Learning from the past

According to the 2004 Workplace Employment Relations Survey (PDF), there are some 320000 workplace representatives: 230000 shop stewards, the rest being health and safety and learning reps. “Union representatives tend to be male (56 per cent are male), relatively old (78 per cent are 40 or over, and the average age is 46) and work full-time (92 per cent are full time employees).”

The key statistic here is that the average age is 46. Perhaps the biggest difference I have with today’s revolutionary left groups is that I believe any broad left wing alternative to Labour cannot by-pass or ignore this layer, by looking for fresh new radicalised people - whether yoof or Muslims!

These tens of thousands of activists have developed their political understanding of the world over a long period of time, and a small but very significant layer have been informed by experience of the far left.

Therefore, in order to understand te politics of the activists of the unions we cannot start with a blank sheet of paper, we also need to learn from the past.

Over the next few weeks I will be writing more about the history of the SWP’s industrial policy. But before I start I wish to thank Mike Pearn for sending me a copy of Roger Cox’s seminal article on organising in the workplace from July 1983 – that was representative of a major and disastrous turn in the SWP away from the established activists. I also wish to thank “Grouchy” for sendng me a copy of his very interesting article: “Socialist Worker – paper with a purpose” published in Media Culture and Society (1985). This provides a useful review of changes in the paper, and also extracts from an interview with Roger Protz (editor of SW n the early 1970s) that makes some insightful observations.


Louisefeminista said...

But also the other key factor is that majority of union representation is male. Though my own personal experiences of organising and representation has been predominantly female but that was probably due to the area of work I worked in i.e. administration. But I have also represented mainly male departments (utterly stereotypical) i.e. techies, security, and sparks.

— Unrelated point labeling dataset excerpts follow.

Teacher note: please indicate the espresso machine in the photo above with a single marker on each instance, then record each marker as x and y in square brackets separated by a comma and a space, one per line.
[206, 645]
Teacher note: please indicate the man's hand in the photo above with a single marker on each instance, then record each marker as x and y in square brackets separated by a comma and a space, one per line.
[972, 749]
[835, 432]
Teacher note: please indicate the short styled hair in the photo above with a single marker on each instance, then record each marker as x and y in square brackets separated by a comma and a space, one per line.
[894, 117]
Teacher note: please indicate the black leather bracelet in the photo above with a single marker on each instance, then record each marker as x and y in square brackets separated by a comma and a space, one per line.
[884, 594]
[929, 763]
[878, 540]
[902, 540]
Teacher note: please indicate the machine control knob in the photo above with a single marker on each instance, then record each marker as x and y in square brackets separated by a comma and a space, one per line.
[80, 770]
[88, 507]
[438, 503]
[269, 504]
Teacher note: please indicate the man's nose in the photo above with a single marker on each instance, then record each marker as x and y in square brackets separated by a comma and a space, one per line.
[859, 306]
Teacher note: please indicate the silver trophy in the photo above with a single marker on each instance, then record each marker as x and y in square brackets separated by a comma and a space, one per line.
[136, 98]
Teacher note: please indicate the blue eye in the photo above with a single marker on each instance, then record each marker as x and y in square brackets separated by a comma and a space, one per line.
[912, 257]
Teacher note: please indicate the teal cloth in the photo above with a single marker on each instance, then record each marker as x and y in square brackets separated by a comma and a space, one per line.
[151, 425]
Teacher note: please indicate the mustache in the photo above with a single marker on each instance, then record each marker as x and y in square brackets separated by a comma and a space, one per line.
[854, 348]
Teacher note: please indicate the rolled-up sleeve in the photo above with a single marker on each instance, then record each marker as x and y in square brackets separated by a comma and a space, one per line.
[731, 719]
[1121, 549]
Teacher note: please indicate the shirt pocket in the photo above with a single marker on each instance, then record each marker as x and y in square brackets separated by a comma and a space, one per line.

There was definitely a gender demarcation.

Majority, for example, of academic institutions I have worked in the reps have been women and very good militant activists they were esp. at leading strikes (and I learned a hell of a lot from these women who I was in my early 20s and a rather raw rep).

I also think it is useful for this layer of activists to be able to help influence younger activists. Like I said, I did learn a lot from more experienced TUnionists which was invaluable advice.

AN said...

I'm not minimising the gender imbalance, it was just trying to emphasise the age thing in support of why I post aboiut the history of the left.

This morning I just had a meeting at the GMB office about a project for migrant owkers, and the intersting thing is that the success that the GMB is having with Polish workers is partly being driven by young Polish women who have joined the union.

Mark P said...

If you don't mind me saying Andy, it appears that you have a certain personal interest in the line you are arguing here: An experienced activist, who is to put it kindly no spring chicken, pushing the view that the left doesn't look towards experienced activists enough!

From the point of view of a small socialist organisation (and they are all small socialist organisations) it makes a lot of sense to try to recruit mostly from younger, fresher sections of the movement. Such people tend to be easier to recruit, more energetic and have more free time and fewer responsibilities. That doesn't mean that recruiting more experienced activists is a bad thing or is unimportant. But it does mean that it is entirely sensible for activist groups to primarily look elsewhere.

This is particularly true in a period like the current one where long experience in the movement generally means long experience of defeat and demoralisation. People whose training was received during a two decade long period of defeats and decline for the left will inevitably tend to be more cynical, more ground down and in many cases will have dramatically lowered their political horizons. Yes there will still be many people from those generations who would add valuable experience to any organisation, but a groups overall orientation can hardly be towards that layer.

If a group fails to recruit young people it is going to have a very difficult time avoiding an ageing membership profile and slow extinction.

AN said...

No that old mark, I'm still the youngest person who goes to Trades Council! But I agree these things are relative.

The question is how will socialism be achieved, and we all know that will require a hish level of class struggle, and that also means rebuilding shop floor organisation. The contribution that socialists can make to that process is by participation in the mass organisations of the class.

What you are counterposing is the greater activism (and less scepticism?) of young ativists in essentially a propaganda routine of paper sales, leafleting etc. Now of course that has a role to play as well in maintaining and creating a left culture.

BUt if it does not revolve aroung the actually existing activists then you are essentially arguing that socialist consciousness must be brought to the class from outside, via the leadership of your vanguard group, rather than being the conclusion drawn by the most class conscious workers who develop an understanding of the world-historical role of their own self-activity during the course of their own participation in class struggle, and participation in the mass organistaions and campaigns of the class.

The role a socialist party can make is to bring together those militants, but iot has to be orient on the actually existing mass organisation, and the actually existing militants.

Mark P said...

Your reply relies on two quite unwarranted assumptions about my views, neither of which were implicit in my post. The first is that I am "counterposing" routine propaganda activity to shopfloor activity. I am not. Nor is anything in what I said at all connected to the notion that socialist ideas have to be brought to the working class from without.

The "existing activists" are not the working class, they are a thin layer of the working class. And in many cases they are a worn down, demoralised section of the working class - this could hardly be otherwise given the experience of the last two decades. I'm not scorning the contributions of people who helped hold the labour movement together in one of its roughest periods. I am saying though that I don't expect the bulk of the activists of the next step forward in class combativity to be largely composed of the same people.

It is a quite spectacular leap to get from this to the argument that socialist ideas have to be introduced to the working class from the outside. The people I'm talking about orienting on are the working class activists of tomorrow, rather than the working class activists of today.

I'm also not saying that it is worthless to recruit more experienced activists at the moment, far from it. But from the point of view of a small socialist organisation a primary orientation to sections of the working class which (a) have less free time and less energy and (b) are more tired, cynical and worn down would be strategic suicide. A greater orientation towards existing activists might make sense in a situation of rapidly rising militancy and of working class militancy. It categorically makes no sense in a period where those existing activists are generally tiread and have seen nothing but 20 years of defeats.

AN said...

I will return to this mark, as there are some things you have written that i disagree with, and I will defend both of my "unwarranted assumptions". BIt too busy to reply now.

But we shouldn't overemohasise the difference between us. I recognise the value of propaganda work especially amog the yung, and you appreciate the value of workplace activity.